Published On: Sun, Feb 4th, 2018

Darren Osborne: the least convincing patsy in the entire history of patsies?

The conviction of Darren Osborne has been used to blame the likes of Tommy Robinson for fomenting extremism – and why not? After all, it is Robinson’s role to have hundreds of thousands of idiots follow him to a place where they’ll be blackguarded as the sort of extremists that require the sternest of policing for intimidation into submission. Everyone will suffer for it. FBEL warned of it when first covering Osborne’s act of “terror”†:

In short, the Alt-Right “alternative media”, of which Rebel Media and “On the Spot Tommy” is now quite a substantial part (seemingly), has more than a whiff of the Government about it, and is clearly contributing to a recognisable strategy of tension…

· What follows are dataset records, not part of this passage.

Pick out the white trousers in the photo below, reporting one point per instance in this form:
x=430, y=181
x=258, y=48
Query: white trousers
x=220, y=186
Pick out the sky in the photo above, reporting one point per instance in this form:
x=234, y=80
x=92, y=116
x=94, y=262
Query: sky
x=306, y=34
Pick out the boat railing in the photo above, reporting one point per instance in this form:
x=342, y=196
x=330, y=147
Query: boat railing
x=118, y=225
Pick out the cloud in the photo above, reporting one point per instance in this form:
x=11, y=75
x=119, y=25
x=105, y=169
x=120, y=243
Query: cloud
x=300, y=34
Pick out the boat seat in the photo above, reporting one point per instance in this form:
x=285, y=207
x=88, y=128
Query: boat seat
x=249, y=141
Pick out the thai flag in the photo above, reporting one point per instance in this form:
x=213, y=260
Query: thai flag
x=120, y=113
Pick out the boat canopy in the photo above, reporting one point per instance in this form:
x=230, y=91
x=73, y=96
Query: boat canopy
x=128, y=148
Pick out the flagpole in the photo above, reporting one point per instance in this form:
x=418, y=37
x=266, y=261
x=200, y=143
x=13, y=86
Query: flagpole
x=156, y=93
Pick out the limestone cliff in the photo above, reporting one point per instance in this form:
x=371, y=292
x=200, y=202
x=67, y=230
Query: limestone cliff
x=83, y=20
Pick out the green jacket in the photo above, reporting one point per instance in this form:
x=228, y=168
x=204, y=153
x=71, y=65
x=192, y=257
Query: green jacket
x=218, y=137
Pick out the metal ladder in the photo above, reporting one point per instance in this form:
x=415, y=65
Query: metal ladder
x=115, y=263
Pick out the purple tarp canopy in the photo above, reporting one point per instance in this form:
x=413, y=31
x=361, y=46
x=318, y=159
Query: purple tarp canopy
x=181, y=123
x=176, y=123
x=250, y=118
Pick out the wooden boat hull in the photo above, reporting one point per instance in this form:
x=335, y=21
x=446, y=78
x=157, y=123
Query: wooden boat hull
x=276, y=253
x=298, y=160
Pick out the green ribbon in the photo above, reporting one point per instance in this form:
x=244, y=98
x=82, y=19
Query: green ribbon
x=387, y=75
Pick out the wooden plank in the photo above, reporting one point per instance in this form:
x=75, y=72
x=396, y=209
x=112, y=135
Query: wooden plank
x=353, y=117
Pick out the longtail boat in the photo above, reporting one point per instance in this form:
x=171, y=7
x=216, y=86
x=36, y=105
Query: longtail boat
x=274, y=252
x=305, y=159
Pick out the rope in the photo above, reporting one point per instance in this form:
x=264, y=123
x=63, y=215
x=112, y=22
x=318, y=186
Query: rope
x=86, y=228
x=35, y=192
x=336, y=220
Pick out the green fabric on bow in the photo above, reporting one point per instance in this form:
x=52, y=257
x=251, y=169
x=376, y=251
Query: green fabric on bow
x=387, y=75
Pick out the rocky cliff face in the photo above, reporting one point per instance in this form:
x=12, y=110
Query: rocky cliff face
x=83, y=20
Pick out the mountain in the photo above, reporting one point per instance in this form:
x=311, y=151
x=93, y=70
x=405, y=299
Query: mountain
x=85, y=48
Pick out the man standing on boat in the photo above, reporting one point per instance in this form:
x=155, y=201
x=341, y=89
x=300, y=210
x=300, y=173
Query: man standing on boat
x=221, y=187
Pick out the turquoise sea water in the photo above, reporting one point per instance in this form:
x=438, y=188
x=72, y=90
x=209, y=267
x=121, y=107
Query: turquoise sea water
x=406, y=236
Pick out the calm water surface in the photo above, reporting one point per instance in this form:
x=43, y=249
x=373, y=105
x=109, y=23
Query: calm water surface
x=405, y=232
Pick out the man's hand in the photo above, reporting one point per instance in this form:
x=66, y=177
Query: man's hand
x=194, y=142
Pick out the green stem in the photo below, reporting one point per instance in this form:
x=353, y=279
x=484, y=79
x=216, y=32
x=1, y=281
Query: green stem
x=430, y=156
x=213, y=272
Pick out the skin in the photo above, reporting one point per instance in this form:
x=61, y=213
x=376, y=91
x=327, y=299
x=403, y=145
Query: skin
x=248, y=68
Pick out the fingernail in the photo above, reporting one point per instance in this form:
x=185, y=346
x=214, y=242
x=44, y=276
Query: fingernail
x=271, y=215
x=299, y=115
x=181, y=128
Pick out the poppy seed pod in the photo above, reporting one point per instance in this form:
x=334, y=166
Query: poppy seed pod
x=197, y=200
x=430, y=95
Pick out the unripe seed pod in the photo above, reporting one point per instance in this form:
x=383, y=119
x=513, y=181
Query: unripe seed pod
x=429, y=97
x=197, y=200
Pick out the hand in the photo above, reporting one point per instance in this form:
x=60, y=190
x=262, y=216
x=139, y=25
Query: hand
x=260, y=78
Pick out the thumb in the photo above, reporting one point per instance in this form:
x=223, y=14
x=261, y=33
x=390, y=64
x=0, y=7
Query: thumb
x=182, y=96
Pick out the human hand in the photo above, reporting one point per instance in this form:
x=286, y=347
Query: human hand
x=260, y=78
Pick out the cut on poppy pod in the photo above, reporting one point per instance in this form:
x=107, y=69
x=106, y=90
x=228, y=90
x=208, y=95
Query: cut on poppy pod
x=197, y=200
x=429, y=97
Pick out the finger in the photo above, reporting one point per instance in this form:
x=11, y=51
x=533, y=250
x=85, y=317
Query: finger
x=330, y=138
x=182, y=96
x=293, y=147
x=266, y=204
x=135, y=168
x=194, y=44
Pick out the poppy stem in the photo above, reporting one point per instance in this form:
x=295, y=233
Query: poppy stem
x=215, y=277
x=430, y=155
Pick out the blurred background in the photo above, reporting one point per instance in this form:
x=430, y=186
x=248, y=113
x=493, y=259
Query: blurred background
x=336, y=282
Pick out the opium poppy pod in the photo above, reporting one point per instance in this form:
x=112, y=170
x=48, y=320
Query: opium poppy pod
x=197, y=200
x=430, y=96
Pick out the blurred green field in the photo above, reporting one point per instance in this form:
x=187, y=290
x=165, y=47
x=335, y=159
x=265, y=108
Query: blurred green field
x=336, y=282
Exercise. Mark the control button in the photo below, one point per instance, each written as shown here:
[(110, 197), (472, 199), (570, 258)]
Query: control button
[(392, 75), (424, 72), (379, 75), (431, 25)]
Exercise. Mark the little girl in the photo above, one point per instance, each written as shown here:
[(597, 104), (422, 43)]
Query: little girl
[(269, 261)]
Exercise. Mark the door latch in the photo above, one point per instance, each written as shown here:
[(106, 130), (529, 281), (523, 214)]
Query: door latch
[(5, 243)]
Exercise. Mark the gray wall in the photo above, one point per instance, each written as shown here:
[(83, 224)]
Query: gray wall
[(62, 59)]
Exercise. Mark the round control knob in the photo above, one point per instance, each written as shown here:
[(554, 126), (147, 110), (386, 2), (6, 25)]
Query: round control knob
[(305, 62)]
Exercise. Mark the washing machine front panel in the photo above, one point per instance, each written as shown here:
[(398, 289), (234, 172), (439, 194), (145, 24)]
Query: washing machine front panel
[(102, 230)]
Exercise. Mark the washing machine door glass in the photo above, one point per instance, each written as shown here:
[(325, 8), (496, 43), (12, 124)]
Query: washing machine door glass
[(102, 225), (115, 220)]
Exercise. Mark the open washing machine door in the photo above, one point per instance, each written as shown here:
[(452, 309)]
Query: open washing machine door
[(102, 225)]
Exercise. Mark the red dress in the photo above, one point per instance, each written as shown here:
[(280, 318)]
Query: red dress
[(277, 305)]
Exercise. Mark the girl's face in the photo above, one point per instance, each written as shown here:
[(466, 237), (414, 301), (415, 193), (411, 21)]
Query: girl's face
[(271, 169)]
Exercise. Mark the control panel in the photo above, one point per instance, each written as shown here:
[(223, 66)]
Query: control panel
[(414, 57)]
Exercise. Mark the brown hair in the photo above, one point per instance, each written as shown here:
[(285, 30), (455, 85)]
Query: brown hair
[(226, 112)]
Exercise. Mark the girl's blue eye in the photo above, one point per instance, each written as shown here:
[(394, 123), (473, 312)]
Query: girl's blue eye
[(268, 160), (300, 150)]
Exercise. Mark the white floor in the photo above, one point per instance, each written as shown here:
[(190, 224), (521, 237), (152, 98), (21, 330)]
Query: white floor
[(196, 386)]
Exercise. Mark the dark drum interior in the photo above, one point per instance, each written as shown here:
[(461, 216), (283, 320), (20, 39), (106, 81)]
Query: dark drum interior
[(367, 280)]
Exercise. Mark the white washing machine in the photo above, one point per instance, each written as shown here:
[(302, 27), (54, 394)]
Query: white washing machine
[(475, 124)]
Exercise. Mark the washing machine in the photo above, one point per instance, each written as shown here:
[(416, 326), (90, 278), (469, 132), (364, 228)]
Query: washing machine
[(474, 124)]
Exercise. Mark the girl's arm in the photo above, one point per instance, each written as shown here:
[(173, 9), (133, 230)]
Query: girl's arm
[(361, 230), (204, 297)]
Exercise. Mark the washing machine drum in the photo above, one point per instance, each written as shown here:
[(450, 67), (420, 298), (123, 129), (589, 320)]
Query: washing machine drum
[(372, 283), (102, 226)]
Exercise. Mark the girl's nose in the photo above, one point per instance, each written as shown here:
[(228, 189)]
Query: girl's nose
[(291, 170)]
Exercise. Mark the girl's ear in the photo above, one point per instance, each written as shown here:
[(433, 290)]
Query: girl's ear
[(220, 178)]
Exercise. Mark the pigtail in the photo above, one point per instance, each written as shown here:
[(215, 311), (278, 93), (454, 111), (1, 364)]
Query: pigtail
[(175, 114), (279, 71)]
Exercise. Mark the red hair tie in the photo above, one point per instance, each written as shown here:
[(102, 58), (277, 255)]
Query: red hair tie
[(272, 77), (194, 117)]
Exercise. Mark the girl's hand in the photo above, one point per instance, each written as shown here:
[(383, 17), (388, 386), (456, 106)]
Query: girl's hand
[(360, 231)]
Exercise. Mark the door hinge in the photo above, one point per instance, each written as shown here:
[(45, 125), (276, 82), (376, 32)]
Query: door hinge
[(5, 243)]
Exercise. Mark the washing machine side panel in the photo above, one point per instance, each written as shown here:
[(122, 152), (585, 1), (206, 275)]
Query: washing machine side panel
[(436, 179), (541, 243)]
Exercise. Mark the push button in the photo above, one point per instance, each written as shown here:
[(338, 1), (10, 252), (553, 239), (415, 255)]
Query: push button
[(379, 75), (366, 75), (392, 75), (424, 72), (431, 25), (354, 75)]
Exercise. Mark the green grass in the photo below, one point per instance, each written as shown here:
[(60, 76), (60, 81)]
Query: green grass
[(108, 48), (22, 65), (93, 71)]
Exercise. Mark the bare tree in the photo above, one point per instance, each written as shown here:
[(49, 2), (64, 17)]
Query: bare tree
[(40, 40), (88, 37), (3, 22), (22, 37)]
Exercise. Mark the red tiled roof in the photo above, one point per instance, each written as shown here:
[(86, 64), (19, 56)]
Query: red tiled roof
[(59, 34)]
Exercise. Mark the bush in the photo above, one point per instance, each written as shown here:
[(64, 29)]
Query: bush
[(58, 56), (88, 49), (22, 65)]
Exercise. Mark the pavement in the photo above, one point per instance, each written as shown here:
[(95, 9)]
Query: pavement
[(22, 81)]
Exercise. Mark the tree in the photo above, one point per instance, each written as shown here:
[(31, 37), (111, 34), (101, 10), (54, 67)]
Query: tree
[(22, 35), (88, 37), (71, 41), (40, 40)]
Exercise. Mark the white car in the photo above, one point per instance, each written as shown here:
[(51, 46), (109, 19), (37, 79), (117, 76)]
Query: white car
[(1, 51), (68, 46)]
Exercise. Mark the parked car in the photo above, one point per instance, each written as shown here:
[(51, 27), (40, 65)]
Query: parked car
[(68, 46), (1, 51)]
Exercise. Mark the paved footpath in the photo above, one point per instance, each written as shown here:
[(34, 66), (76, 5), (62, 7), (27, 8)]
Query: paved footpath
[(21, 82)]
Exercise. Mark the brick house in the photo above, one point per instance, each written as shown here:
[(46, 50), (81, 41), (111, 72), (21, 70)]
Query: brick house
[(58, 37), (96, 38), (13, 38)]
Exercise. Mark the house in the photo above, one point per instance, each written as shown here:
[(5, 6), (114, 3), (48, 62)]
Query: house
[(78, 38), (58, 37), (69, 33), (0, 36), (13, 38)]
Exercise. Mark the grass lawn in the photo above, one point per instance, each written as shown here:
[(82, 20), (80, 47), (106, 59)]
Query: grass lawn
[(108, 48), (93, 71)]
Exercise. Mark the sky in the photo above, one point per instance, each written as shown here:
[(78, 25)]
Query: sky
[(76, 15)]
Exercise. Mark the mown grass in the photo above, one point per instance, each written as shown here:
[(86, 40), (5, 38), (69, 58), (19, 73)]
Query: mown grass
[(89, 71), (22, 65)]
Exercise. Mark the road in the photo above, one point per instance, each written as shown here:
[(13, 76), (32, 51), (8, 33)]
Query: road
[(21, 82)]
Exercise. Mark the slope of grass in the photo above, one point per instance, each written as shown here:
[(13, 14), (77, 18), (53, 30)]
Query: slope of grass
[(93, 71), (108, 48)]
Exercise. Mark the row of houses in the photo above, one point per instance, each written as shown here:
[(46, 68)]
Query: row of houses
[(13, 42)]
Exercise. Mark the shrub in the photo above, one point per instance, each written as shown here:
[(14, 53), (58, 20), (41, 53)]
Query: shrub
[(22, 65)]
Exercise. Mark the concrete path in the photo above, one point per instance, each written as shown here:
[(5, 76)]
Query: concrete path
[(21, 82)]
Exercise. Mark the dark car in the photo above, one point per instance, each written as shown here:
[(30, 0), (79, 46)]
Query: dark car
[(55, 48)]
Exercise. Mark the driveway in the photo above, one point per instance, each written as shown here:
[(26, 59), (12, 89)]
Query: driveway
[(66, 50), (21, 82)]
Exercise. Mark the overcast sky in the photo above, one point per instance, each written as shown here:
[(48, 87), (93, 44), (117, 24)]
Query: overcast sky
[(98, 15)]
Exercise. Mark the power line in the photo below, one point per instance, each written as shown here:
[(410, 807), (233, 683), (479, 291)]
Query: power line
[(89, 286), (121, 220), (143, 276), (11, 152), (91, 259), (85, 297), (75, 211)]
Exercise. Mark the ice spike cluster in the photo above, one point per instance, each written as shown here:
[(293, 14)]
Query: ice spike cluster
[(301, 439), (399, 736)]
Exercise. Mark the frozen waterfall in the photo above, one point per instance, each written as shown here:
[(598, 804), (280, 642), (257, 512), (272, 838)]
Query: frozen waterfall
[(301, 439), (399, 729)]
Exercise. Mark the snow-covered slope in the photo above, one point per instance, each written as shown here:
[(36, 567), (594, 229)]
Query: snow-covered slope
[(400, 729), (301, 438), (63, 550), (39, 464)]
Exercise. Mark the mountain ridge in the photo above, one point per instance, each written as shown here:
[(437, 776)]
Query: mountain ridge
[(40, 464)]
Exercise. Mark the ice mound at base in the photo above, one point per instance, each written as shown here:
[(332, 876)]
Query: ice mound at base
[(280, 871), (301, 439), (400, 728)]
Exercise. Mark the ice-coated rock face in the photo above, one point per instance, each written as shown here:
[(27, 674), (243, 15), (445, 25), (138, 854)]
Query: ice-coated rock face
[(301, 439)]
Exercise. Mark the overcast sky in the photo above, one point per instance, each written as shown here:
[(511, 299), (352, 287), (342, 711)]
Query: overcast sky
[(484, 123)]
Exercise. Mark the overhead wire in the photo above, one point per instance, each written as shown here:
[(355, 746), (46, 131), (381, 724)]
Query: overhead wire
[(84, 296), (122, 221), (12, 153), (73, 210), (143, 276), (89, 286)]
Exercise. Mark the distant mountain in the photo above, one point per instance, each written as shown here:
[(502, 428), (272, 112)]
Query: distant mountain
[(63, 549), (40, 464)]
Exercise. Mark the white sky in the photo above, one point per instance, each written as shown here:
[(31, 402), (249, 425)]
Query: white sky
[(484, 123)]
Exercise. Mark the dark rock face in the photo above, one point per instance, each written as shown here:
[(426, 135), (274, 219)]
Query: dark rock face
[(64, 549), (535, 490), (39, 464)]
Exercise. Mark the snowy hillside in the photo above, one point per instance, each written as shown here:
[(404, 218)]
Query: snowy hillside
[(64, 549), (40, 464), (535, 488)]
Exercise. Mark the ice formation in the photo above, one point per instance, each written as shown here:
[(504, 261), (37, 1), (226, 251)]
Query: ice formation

These people are all players, unwitting or not, for the Government in its problem-reaction-solution-utilising fraudulent rule to become uncontested in rule – and for a nightmare outcome that is already manifesting itself as armed low-IQ thugs in black goosestepping up and down every quiet High Street in the land…

Sheeple never heed warnings, if they even bother to seek them out and read them at all; but there is value in recording certain details of a false flag that’s been executed to create scope for a political agenda, and it doesn’t concern itself with bleating morons who won’t be taught. Part of that value is in the preservation of the narrative in its initial form. As experienced event-sceptics will know, just as the first casualty of war is the truth, for false flags it is the narrative. The story will undoubtedly change to circumnavigate detail that otherwise would render it unbelievable.

At the time, here at FBEL it was considered rather implausible that Osborne, from all the way over in Cardiff, could have knowledge of Ramadan mosque service times at Finsbury (a place that everyone has heard about), in order to hire a van, and arrive in London to mow Muslims down on the street. The idea that he could do it in the state of drunkenness he was evidently suffering from was laughed at. Impossible. The following extract from the Telegraph was used as the main source of that FBEL article:

Osborne, who was not known to the police or security services, is believed to have driven 15 miles from his home in the Welsh capital to Pontyclun Van Hire on Sunday, hiring an £80-a-night Luton van.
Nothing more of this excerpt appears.